Monday, Aug. 24, 1981
Florence Nightingale Wants You!
By Anastasia Toufexis
To recruit nurses, hospitals are boosting pay and perks
The scene outside two Massachusetts hospitals last week has become distressingly familiar at hospitals across the nation: nurses on a picket line. At Cape Cod Hospital in Hyannis, a walkout by 300 nurses last weekend resulted in a virtual shutdown of the facility, with only emergency room services being provided.
Across the state in Pittsfield, the Berkshire Medical Center was struggling to get along with only a supervisory staff and 15 nurses; 425 nurses had been on strike for three weeks. "Money and benefits are the obvious complaints," says Denise Sullivan of the Massachusetts Nurses Association. "But more important is the fact that nurses are the lifeblood of any hospital. That is what is not being recognized."

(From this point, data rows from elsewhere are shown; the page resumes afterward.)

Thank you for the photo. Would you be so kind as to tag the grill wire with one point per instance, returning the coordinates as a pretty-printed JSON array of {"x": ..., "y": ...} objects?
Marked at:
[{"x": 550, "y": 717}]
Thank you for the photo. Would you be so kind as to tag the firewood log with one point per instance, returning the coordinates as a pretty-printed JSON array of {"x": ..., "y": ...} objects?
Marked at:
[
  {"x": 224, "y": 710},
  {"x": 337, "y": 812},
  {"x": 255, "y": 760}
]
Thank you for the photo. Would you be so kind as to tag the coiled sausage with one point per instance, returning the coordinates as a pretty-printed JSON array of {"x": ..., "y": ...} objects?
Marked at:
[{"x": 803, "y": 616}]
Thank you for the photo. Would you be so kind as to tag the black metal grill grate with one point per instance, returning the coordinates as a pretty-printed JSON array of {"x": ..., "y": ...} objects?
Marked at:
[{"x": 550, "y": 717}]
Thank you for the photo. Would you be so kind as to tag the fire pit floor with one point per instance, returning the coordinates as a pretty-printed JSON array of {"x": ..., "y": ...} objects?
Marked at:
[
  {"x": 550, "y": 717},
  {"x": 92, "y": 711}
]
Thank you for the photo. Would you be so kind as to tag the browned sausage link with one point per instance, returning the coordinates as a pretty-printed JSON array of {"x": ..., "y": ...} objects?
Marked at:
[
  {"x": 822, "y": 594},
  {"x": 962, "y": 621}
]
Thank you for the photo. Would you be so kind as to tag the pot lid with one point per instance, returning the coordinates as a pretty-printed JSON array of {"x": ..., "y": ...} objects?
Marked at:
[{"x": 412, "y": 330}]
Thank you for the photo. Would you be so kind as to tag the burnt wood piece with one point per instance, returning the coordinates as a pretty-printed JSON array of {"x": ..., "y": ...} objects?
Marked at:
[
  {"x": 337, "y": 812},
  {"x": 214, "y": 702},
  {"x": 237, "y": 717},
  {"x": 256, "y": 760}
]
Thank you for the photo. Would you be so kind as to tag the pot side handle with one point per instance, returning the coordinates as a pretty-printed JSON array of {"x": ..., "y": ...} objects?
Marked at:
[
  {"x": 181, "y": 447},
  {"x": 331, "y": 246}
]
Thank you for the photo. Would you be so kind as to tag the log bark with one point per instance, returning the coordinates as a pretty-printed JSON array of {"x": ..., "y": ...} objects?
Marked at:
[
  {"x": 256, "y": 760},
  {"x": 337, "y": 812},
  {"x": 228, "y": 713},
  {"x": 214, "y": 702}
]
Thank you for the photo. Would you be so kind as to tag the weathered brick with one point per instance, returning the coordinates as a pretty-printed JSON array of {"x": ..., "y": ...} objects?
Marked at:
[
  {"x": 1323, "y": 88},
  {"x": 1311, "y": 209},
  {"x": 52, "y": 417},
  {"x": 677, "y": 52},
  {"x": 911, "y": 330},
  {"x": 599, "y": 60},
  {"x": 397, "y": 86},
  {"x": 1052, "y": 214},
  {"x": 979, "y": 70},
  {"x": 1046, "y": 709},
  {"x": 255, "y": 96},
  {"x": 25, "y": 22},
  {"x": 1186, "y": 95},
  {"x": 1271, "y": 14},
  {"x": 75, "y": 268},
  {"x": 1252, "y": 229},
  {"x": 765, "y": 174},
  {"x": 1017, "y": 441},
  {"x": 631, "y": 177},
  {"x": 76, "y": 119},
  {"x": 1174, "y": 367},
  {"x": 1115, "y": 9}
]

Dissatisfied with the low pay, grueling hours and inferior status that have been their lot in the past and faced with expanding job opportunities for women, many nurses have left the field. About a quarter of the nation's nearly 1.5 million registered nurses are no longer practicing, and only two-thirds of those working do so full time. The number of new nurse graduates is decreasing. That has created 100,000 nursing vacancies in the U.S.--or 72 full-time positions at an average hospital. Says Tina Filoromo, president of the National Association of Nurse Recruiters: "As long as there were herds of us at the front door, no one cared how many went out the back door. Now hospitals are feeling the pinch."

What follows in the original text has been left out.